Когда молодой лекарь появился на пороге, я опустилась на первый попавшийся стул, но слова отца заставили меня вскочить на ноги. В голове пронеслось: я обязана защитить молодого человека, не дать в обиду; однако до этого дело не дошло.
— Я бывал у вас, — сказал подручный своим мягким, печальным голосом, который проникал мне прямо в душу, — теперь я уезжаю, навсегда… Вот я и подумал…
— Ну-ну, садись, молодой человек, — уже более благосклонно сказал отец. — Очень хорошо с твоей стороны, что ты меня вспомнил… Садись… Доченька, — повернулся он ко мне, — надо ему что-нибудь дать.
Подручный лекаря сразу встал. Он был бледен, у него дрожали губы и горели глаза, но через мгновение его лицо стало по-прежнему грустным.
— Нет, реб Иегуда, мне ничего не надо, благодарю вас, будьте здоровы!
Он никому не протянул руки, а на меня едва взглянул.
В этом взгляде я почувствовала осуждение. Мне казалось, что он в чем-то обвиняет меня, что он мне никогда не простит, чего именно не простит, я и сама толком не знала.
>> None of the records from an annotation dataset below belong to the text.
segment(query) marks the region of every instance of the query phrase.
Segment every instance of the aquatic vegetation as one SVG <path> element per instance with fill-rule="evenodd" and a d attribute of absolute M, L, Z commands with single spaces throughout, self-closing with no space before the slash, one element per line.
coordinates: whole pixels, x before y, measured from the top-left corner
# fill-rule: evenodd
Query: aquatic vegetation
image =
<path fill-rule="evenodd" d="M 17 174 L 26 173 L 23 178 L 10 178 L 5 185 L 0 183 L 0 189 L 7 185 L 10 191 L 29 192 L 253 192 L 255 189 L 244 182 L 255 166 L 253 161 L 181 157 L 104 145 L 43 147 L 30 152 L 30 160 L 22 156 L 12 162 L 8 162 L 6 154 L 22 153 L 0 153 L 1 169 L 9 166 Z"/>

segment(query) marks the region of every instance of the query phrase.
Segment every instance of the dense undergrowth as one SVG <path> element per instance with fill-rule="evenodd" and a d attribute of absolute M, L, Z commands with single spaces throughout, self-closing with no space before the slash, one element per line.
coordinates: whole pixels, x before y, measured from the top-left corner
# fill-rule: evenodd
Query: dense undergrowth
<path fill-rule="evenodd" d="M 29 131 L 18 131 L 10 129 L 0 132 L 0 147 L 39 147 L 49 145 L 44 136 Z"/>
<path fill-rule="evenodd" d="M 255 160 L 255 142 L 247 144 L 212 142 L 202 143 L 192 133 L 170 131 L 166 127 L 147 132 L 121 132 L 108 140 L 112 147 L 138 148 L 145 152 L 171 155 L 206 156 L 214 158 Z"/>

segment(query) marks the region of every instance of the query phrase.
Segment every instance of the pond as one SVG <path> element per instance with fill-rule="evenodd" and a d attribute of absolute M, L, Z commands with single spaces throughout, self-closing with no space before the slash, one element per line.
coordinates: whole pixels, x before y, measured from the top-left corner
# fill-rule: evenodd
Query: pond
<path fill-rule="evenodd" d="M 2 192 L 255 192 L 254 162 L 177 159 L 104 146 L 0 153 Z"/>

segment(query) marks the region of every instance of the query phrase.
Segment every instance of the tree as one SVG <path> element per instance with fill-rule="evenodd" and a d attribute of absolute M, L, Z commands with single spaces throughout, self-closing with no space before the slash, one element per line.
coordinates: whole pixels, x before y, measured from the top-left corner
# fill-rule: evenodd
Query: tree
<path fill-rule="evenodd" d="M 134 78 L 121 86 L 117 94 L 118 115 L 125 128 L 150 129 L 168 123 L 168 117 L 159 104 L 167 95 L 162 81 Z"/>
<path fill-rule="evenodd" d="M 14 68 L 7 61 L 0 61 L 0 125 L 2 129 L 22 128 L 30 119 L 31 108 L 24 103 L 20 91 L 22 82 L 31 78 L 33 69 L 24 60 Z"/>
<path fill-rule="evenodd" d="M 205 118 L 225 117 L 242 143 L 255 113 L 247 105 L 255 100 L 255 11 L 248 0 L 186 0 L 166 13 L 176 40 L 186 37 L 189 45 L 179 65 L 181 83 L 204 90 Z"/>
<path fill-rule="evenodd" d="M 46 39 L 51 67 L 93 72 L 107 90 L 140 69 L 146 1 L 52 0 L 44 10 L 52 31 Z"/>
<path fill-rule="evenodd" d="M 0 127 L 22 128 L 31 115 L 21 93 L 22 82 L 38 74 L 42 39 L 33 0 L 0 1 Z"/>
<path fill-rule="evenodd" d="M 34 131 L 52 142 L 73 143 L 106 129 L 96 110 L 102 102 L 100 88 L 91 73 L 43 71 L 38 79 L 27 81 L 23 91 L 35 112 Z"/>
Я снова потеряла сознание.
— Третий раз, — сказала мама.
— Ничего, в ее годы бывает… — ответил отец. — Но если, упаси бог, узнает реб Зайнвеле, он вернет брачный контракт! Хватит с него и той хворой…
Но я оказалась здоровой.
Потеряла сознание я еще один-единственный раз за золотистым куриным бульоном, когда впервые увидела жениха вблизи.
Только один раз.
Даже вчера, когда лекарь, каждый месяц являющийся обрезать «моему реб Зайнвлу» ногти, которые врастают у него в пальцы, уходя, спросил меня, помню ли я его подручного, и рассказал, что он умер в варшавской больнице, — я не упала в обморок. У меня выкатилась одна-единственная слеза. Я бы ее и не заметила, но лекарю она пришлась по душе.
— Вы добрая, — сказал он, и только тогда я почувствовала на щеке слезу.
Вот и все.
Я здорова. Уже пять лет живу с реб Зайнвлом.
Как живу — расскажу, может быть, в другой раз.